Electrical – Is this analog switch good for UART lines

analogcommunicationmultiplexerswitchesuart

Currently designing a circuit to switch between two UART lines using an analog dpdt switch. Been searching for a while and found the BL1532. The datasheet says it's a DPDT USB2.0 Analog Switch, but not sure if this chip will work for UART since USB is pretty fast (not an expert in this field).

Here is my circuit:
enter image description here

The MCU can communicate from 9600 to 115200 baud rate.
As you can see I drive the BL1532 select pin with an spdt switch for 3.3V HIGH and GND LOW. Any advice or opinion is appreciated

Best Answer

The IC in itself should be fine. I didn't see anything in the datasheet which would indicate that it wouldn't work with the voltages or speeds you have in mind.

What I checked were the supply voltage characteristics and general voltage limitations on the pins.

I also checked that there is no indication of some DC blocking or differential signaling is going on.


For your schematic: I would use pull-ups on the RX lines (all of them, can be in the 10-100 kOhm range) to prevent glitches when switching between the modes.

And some current limiting resistors like 1 kOhm in the lines for the external connection, you might switch things up and then your MCU might get damaged.

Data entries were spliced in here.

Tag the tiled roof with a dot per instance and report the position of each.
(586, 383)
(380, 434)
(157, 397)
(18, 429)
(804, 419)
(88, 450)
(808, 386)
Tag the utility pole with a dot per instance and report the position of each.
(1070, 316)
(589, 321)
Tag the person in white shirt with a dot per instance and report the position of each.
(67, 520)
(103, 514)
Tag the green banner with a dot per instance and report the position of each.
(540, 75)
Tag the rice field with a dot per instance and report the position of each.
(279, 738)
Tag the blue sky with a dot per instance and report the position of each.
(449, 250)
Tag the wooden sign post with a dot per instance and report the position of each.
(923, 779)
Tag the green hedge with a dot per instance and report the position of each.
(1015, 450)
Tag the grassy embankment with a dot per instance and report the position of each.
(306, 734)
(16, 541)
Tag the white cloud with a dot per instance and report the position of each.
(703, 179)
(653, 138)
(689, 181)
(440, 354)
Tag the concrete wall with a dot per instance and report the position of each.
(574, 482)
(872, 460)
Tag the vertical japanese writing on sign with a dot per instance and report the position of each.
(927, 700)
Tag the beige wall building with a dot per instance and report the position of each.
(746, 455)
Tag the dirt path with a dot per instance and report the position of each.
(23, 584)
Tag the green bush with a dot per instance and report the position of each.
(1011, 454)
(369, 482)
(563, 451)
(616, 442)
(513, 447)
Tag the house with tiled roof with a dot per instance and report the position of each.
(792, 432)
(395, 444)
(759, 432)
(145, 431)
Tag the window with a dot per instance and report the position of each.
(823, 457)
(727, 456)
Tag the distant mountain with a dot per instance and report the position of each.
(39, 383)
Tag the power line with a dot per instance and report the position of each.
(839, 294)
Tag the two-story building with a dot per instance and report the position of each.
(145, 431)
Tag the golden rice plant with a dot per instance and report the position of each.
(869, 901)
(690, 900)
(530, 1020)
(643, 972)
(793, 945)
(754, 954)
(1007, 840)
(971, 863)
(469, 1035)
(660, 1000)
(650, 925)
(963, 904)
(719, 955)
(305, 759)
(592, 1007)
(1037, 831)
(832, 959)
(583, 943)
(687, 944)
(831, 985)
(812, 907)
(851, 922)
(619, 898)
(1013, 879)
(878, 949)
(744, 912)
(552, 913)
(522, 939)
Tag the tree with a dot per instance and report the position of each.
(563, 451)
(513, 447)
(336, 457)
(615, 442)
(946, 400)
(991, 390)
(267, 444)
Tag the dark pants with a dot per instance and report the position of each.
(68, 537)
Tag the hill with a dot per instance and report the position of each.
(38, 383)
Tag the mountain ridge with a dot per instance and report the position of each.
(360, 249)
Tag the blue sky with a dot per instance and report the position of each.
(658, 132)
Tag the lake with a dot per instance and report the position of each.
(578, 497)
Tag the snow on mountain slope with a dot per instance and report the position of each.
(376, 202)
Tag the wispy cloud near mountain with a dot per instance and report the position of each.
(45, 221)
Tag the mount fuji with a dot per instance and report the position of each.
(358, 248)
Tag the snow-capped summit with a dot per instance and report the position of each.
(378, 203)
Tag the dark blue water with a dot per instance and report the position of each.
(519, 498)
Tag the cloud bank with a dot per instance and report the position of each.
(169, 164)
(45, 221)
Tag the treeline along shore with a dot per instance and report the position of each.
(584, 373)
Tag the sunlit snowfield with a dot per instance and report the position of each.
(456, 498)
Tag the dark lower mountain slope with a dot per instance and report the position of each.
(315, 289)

Series resistors help in this case.

And if your header is going to be used by "the general public" you should probably beef it up against ESD with some protection diodes at least.

Another thing which isn't shown if there is a common ground for the external headers available. That is needed for the communication to work. It might work ok on your test because you have a hidden shared common ground but will not work if you connect it to a battery running device.